Review: Secret in Their Eyes
PLOT: A special investigator (Chiwetel Ejiofor) spends twelve years investigating the murder of his partner's (Julia Roberts) daughter while struggling with unrequited feelings for his boss (Nicole Kidman).
REVIEW: Hollywood never seems to tire of remakes. For every THE DEPARTED there's a whole bunch of bad ones like Spike Lee's OLDBOY and now Billy Ray's SECRET IN THEIR EYES. The original took home a well-deserved “best foreign film” Oscar a few years ago, but whatever style and substance Juan José Campanella's movie had is utterly absent from this atrocious new take on the material. Transferring the Peron-era Argentinian setting of the original to post-9/11 L.A might not have been a bad idea if only Ray approached the film with any kind of originality at all. Instead, this plays out like a really bad episode of Homeland, and is sure make a quick exit at theaters nationwide.
That's a shame as there's a lot of talent here. Chiwetel Ejiofor is the real-deal as a leading man, but his intensity is wasted in a by-the-numbers part. His dogged investigator is a far-cry from the more sophisticated, cerebral one played by Argentinian superstar Ricardo Darin in the original. Instead, Ejifor's FBI agent must be the worst on-screen cop in years, with him freely punching-out suspects and at one point even ludicrously strangling a colleague who he's convinced is holding-out on him. It's almost hysterical how bad he is.
Nicole Kidman, as the object of his undying devotion, doesn't fare any better. She's supposed to be a sophisticated D.A but all she does is pout and make eyes at Ejiofor while letting him break whatever rules he wants in the investigation. Kidman's a puzzling actress in that sometimes she's so good (RABBIT HOLE) but here's she's incredibly stiff and un-engaged.
Of all of them, Julia Roberts comes off the best, maybe due to the fact that she's the only one who didn't have an equivalent part in the original. Outside of the setting, the big twist is that instead of an anonymous girl, the victim here is Roberts' teenage daughter, which is an intriguing twist but one that doesn't pay off outside of one admittedly powerful scene where she discovers her daughter's corpse.
One really confusing thing about Ray's film is the way it crisscrossed between the eras, with none of the leads looking like they've aged at all over the twelve years – maybe partly due to their vanity. Ejiofor has some salt and pepper in his temples while Roberts simply avoids make-up to show she's grieving. Kidman looks exactly the same except in the scenes where she's young, she wears her hair in a ponytail. At times I was unsure if I was watching a present-day segment or a flashback, which is inconvenient for a thriller.

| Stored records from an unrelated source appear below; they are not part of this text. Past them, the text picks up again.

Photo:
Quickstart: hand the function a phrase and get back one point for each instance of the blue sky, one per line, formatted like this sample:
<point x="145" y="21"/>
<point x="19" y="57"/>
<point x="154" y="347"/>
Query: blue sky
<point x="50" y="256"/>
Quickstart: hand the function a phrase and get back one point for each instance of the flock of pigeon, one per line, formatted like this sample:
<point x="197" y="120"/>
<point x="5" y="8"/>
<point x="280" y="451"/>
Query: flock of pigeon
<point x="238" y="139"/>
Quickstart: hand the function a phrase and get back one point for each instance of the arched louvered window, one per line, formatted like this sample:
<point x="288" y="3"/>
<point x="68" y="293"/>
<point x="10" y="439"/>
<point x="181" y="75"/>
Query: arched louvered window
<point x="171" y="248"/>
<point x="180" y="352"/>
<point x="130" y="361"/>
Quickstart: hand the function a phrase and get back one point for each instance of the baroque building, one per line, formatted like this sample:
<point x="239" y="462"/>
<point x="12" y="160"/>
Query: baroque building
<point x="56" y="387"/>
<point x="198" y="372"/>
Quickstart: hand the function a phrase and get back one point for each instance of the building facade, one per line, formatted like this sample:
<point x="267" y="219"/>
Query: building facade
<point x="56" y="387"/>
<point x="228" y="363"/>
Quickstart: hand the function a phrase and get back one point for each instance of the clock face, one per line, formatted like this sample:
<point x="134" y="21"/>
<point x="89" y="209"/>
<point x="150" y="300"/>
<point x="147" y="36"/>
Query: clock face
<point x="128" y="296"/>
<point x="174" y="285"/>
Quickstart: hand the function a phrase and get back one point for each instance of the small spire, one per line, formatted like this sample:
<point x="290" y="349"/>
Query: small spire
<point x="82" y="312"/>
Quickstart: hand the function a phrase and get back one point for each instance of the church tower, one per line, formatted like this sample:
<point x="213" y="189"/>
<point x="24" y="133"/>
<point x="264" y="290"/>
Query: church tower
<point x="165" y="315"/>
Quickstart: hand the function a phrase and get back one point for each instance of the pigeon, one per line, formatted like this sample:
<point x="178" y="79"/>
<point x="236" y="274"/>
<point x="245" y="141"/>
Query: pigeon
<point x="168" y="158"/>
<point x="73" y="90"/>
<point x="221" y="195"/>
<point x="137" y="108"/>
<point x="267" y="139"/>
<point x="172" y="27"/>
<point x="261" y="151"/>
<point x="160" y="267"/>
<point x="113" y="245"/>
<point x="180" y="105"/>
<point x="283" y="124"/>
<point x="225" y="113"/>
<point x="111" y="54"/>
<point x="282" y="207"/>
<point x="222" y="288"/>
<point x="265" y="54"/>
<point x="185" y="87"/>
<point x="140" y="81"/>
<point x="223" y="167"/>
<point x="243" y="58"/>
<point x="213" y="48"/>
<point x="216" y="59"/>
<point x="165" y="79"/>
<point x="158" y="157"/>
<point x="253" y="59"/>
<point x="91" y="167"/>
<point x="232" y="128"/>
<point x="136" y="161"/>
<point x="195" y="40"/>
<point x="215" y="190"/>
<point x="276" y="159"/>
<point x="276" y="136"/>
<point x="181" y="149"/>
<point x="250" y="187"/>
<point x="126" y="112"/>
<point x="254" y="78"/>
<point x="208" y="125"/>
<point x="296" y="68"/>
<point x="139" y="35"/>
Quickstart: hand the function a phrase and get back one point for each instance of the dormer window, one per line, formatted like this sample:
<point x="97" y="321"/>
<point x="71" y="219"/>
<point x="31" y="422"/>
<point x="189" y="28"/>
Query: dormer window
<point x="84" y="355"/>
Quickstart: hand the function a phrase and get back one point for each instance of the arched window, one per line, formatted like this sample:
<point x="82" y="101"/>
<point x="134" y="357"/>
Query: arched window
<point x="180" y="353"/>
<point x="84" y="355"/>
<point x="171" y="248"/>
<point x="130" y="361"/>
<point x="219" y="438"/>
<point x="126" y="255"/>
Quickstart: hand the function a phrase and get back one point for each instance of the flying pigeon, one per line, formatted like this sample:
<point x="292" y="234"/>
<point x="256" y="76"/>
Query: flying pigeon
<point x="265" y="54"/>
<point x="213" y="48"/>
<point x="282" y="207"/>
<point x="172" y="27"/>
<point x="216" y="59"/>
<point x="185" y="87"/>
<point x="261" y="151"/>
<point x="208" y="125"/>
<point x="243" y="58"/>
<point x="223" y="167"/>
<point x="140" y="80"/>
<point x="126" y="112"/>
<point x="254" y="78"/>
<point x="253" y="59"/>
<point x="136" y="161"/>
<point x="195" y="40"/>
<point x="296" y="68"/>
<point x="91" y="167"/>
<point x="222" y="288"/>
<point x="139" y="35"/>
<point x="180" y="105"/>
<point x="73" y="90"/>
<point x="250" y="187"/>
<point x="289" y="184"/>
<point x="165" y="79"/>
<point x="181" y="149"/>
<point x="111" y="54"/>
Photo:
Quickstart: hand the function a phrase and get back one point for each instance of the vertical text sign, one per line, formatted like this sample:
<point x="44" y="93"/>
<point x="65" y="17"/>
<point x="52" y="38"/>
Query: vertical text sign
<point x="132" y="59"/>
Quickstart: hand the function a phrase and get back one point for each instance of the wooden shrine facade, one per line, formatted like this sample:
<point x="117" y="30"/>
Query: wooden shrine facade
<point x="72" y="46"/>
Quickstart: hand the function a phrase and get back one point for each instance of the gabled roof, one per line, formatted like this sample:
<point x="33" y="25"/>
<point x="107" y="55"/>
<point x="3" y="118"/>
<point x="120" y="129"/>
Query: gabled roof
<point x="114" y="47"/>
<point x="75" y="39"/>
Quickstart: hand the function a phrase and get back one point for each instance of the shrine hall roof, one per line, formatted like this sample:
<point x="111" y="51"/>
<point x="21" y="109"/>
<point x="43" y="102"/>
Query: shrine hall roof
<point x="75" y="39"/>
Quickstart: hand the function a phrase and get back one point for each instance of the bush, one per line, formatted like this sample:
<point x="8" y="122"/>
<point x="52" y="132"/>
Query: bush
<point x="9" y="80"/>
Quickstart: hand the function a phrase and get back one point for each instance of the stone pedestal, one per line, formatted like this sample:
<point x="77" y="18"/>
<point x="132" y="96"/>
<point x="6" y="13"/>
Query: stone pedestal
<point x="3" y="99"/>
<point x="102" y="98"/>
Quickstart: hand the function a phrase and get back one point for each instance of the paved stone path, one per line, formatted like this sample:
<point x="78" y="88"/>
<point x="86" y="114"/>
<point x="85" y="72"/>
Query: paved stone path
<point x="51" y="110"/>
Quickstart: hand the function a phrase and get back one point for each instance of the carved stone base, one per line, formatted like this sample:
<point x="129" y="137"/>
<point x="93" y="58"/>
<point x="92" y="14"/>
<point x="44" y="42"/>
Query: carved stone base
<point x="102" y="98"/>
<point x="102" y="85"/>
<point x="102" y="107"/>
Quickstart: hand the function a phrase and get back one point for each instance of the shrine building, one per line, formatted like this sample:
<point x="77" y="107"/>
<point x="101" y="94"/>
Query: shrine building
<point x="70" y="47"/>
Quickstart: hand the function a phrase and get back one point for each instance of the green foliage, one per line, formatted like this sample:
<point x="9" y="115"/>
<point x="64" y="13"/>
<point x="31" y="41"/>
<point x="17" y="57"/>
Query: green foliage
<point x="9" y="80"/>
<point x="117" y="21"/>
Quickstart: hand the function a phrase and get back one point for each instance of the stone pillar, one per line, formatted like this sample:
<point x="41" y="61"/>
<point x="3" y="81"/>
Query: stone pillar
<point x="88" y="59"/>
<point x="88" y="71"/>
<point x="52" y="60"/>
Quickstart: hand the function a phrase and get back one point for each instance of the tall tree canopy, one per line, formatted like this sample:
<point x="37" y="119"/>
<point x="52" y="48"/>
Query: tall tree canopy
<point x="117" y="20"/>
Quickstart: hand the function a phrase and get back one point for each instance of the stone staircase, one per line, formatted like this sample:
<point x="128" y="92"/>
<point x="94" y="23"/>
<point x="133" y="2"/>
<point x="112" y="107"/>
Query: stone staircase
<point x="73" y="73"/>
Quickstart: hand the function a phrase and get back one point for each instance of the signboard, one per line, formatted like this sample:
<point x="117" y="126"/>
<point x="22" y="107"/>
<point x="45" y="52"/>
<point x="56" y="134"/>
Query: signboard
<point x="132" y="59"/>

Ray does try to ape some of the more famous scenes from the original, with the helicopter shot of the soccer stadium replaced here by a similar shot of a baseball stadium. He didn't really need to bother with this as the rest of the film departs from the original in such goofy ways it's a prime example of how badly mangled a movie like the original can end up after going through the Hollywood machine.
While in some ways it's fascinating to see how yet another remake could go so badly awry, considering all the good actors involved, this messy film is more depressing than anything as it's a waste of major resources. Hollywood seems to have forgotten how to make good, classy thrillers that aren't based on pre-existing material, and nowhere is that more evident than here.